The pope did not specify when these conversations about a prisoner swap occurred. He spoke about the exchange in a private conversation with 19 Jesuits in Nur Sultan on Sept. 15 — six days before Zelenskyy announced that Ukraine and Russia had conducted a prisoner swap involving nearly 300 people.
Zelenskyy said that the exchange had been under preparation for a long time. The U.N. Secretary-General António Guterres specifically thanked Turkey and Saudi Arabia for their roles in facilitating the prisoner swap, which involved the return of 215 Ukrainians and 55 Russians and pro-Moscow Ukrainians. It was the largest prisoner exchange since the war began.
In his meeting with the Jesuits, Pope Francis also recalled how he attempted to call Russian President Vladimir Putin after the invasion of Ukraine.
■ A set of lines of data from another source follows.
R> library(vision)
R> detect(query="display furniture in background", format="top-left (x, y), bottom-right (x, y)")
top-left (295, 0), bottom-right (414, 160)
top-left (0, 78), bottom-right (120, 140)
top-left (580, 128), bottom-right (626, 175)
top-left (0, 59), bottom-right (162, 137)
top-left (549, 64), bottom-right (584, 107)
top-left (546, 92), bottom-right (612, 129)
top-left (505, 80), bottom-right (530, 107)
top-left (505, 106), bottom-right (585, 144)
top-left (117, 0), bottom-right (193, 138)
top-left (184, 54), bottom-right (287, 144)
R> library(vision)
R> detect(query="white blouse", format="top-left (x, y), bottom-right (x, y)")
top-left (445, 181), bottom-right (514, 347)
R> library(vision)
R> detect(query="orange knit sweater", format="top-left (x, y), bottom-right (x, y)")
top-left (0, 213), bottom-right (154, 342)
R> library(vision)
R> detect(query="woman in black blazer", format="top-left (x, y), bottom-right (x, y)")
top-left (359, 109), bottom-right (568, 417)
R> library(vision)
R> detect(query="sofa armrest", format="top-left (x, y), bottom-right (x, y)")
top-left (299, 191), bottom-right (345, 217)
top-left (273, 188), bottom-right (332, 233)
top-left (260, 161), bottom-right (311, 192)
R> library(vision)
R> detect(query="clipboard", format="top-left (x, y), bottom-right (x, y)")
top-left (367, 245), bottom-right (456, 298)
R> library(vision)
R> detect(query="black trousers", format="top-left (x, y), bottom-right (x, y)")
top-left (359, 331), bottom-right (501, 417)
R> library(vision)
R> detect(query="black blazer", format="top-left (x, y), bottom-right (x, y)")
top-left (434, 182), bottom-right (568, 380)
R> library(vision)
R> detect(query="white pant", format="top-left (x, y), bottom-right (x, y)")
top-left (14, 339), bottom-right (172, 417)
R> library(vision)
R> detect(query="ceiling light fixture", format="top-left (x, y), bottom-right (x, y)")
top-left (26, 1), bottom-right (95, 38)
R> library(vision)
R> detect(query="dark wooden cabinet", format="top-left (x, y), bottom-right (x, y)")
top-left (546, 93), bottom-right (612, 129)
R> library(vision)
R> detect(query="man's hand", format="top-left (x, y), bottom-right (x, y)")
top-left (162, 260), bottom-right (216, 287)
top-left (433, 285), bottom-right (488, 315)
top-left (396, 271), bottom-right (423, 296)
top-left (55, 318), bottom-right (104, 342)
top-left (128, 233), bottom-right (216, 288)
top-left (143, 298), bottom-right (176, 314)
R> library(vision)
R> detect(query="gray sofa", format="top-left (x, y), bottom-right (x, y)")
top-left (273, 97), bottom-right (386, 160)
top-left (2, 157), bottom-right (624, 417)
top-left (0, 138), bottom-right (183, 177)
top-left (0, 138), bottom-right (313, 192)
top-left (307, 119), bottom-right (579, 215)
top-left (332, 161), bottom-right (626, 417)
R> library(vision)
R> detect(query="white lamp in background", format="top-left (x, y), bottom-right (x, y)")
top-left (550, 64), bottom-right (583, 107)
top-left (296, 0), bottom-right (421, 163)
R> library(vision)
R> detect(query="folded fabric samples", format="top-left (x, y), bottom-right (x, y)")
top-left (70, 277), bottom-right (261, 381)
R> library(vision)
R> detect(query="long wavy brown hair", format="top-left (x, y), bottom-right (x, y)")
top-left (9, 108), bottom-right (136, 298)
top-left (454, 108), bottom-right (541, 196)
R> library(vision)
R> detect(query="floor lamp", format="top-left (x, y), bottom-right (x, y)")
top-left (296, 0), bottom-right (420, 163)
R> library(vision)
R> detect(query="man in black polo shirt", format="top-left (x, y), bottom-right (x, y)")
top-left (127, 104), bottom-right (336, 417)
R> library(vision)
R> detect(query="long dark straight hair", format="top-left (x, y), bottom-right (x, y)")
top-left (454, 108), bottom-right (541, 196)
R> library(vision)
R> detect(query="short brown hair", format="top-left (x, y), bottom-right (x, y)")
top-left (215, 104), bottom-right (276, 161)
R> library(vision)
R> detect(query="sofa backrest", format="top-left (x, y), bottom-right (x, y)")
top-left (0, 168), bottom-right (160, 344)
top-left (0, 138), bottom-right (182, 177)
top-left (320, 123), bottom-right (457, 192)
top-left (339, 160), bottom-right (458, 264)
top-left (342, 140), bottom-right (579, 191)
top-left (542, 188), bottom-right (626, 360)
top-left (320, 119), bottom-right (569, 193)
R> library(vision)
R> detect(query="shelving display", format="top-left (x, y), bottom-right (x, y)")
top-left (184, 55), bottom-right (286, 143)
He said: “I recall that the day after the start of the war I went to the Russian Embassy. It was an unusual gesture; the pope never goes to an embassy. He receives the ambassadors personally only when they present their credentials, and then at the end of their mission on a farewell visit. I told the ambassador that I would like to speak with President Putin, provided he left me a small window for dialogue.”
The pope underlined, “from the first day of the war until yesterday, I spoke constantly about this conflict, referring to the suffering of Ukraine.” He later added that in his public statements, he has called “the invasion of Ukraine an unacceptable, repugnant, senseless, barbaric, sacrilegious aggression.”
Pope Francis also said that he believes “international factors … contributed to provoking the war.”
“I have already mentioned that a head of state, in December last year, came to tell me that he was very concerned because NATO had gone barking at the gates of Russia without understanding that the Russians are imperial and fear border insecurity. He expressed fear that this would provoke a war, and this broke out two months later,” the pope said.
Among the Jesuits who met with Pope Francis in Kazakhstan were priests who served as missionaries in Russia, Belarus, and Kyrgyzstan.
Father Bogusław Steczek, the superior of the Russian Region of the Society of Jesus, told the pope of the Jesuits’ pastoral work in Moscow, Kirov, St. Petersburg, Tomsk, and Siberia.
“We are working on geographical, cultural, and religious frontiers,” Steczek said. “Now, in order to go forward with courage, we ask your apostolic blessing.”